「未来につながる何かを感じて」 佐藤浩市さん、渡辺謙さん、若松節朗監督が舞台あいさつ 福島・郡山で「Fukushima50」試写会

Fukushima50の福島先行特別試写会でフォトセッションに臨んだ渡辺謙さん、佐藤浩市さん、若松節朗監督(右から)=23日、福島県郡山市(芹沢伸生撮影)
Fukushima50の福島先行特別試写会でフォトセッションに臨んだ渡辺謙さん、佐藤浩市さん、若松節朗監督(右から)=23日、福島県郡山市(芹沢伸生撮影)

 3月6日に公開される、東日本大震災の東京電力福島第1原発事故を描いた映画「Fukushima50」(フクシマフィフティ、若松節朗監督)の福島先行特別試写会が23日、福島県郡山市の郡山テアトルで行われ、俳優の佐藤浩市さんと渡辺謙さんが若松監督とともに舞台あいさつを行った。

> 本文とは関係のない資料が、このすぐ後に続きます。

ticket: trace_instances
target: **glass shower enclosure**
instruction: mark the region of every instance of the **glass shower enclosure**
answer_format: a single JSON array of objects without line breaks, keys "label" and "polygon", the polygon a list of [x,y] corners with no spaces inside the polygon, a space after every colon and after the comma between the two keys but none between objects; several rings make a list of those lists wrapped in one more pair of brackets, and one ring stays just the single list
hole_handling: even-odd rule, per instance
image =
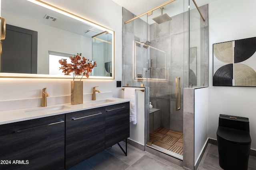
[{"label": "glass shower enclosure", "polygon": [[122,86],[145,88],[145,145],[182,160],[182,89],[205,85],[204,21],[192,0],[123,18]]}]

 一般の映画ファンを対象にした試写会は初めて。公募に申し込み、抽選で選ばれた約500人が参加した。原作はジャーナリスト、門田隆将氏のノンフィクション「死の淵を見た男 吉田昌郎と福島第一原発」で、事故現場で戦い続けた作業員を描いている。

 主人公で原発1、2号機の当直長を演じる佐藤さんは「普通、舞台あいさつでは『楽しんでください』とか発することができるが、今日はそういう訳にはいかない。苦しい場面もあるが最後まで見ていってほしい」と来場者に呼びかけ「古里、家族、仲間といったものが伝わる作品にしたかったが、そうなったと思う」と話した。

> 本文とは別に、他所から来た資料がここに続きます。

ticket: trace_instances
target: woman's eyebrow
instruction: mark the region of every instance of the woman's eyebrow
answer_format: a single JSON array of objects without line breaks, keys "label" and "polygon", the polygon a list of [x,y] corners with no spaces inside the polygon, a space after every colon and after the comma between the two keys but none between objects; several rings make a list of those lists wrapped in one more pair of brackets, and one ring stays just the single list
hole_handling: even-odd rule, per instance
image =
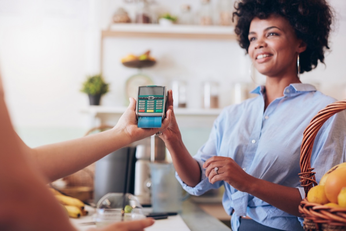
[{"label": "woman's eyebrow", "polygon": [[[267,31],[268,30],[270,30],[270,29],[273,29],[273,28],[276,28],[276,29],[277,29],[278,30],[281,30],[281,29],[280,29],[280,28],[279,28],[277,27],[273,26],[270,26],[269,27],[267,27],[263,31],[265,31],[265,32]],[[249,32],[248,35],[251,35],[255,34],[256,34],[256,32]]]}]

 また、所長役の渡辺さんは「福島では古里に帰れない人や、(原発事故で)人生が大きく変わってしまった人がたくさんいる。クランクインでは、その思いを少しでもくみ取って、僕たちの体を通して映画にぶつけようと話をした」とし、「必ず未来につながる何かを感じてもらえると思う。受け止めていただければ」と訴えた。

 若松監督は「5年前にプロジェクトが始まってようやく完成した。福島から発信できることをうれしく思う。誠実に作ったつもり。日本人みんなに見てほしい映画だと思っている」と力を込めた。